Gen. Robert E. Lee was determined to take advantage of the opportunity in front of him. His first offensive stroke as commander of the Army of Northern Virginia had prompted his opponent to surrender the initiative. Now Porter's entire corps was isolated north of the Chickahominy and Lee intended to destroy it. The Virginian sent word to Stonewall Jackson to link up with the main force before advancing on the Chickahominy.
A series of disjointed assaults by the divisions of A. P. Hill and D. H. Hill demonstrated the strength of the Federal position and yielded some of the highest casualties the war had yet seen.
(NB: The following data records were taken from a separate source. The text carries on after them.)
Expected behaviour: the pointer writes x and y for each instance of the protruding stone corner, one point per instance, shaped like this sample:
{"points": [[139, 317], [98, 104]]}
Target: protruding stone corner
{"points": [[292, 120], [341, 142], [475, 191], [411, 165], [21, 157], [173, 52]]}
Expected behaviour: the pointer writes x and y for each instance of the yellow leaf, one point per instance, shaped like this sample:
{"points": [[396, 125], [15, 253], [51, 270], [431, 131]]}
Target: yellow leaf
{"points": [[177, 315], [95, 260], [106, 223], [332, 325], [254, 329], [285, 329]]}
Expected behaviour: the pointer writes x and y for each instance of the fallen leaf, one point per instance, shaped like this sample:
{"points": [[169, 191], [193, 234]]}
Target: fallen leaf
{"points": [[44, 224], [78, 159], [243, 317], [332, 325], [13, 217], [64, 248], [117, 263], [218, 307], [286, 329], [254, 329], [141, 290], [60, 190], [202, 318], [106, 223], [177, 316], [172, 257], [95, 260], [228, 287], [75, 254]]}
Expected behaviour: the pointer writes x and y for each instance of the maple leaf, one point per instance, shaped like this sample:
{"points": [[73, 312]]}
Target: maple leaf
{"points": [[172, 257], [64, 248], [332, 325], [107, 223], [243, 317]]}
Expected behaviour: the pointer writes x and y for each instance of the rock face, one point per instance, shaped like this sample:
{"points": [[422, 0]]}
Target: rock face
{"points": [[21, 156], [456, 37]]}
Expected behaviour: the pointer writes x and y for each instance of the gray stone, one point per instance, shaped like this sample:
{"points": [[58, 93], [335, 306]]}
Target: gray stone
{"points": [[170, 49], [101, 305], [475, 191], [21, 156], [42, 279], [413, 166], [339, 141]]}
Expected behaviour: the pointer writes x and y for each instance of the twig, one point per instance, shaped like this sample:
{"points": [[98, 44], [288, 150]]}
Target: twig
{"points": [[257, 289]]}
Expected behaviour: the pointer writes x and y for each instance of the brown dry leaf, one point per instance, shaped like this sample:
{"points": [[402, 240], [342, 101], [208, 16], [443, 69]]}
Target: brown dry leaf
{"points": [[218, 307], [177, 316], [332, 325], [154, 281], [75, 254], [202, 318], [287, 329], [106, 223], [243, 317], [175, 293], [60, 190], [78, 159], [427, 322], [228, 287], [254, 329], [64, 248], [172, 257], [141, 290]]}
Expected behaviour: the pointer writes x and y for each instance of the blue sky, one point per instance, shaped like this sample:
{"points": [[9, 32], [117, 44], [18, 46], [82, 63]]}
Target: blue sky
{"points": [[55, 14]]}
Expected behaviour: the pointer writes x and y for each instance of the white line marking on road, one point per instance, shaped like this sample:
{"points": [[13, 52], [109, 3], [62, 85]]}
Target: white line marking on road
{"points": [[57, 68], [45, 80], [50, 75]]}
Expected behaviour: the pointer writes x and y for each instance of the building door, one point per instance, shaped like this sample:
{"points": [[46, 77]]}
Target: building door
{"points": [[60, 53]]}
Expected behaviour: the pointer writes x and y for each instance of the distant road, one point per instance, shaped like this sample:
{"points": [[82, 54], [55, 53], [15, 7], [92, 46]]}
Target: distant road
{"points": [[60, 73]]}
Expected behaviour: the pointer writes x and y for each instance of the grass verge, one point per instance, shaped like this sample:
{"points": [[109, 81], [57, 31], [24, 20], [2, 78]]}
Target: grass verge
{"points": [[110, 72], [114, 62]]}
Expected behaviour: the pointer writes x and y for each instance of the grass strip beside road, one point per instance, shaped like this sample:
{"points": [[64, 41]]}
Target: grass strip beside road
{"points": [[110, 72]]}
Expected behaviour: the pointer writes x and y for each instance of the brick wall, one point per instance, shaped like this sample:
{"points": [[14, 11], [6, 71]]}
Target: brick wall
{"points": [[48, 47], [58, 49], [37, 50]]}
Additional troops under Richard S. Ewell and James Longstreet also pitched into the fray, but were unable to breach the Yankee line. Meanwhile, Porter's men held firm but were badly in need of reinforcement. Unfortunately, troops from the Sixth Corps had destroyed the nearest bridge over the Chickahominy, thus preventing the reinforcements from arriving in a timely fashion. When elements of the Sixth and Second corps finally arrived, it was too little too late. By then Jackson's men had arrived on the field and lent their weight to a twilight assault that ultimately overran the Union line.
Only darkness prevented a total catastrophe. Under the cover of night, Porter's men limped across the Chickahominy and set fire to the bridges behind them. The third of the Seven Days had ended in a resounding Confederate victory.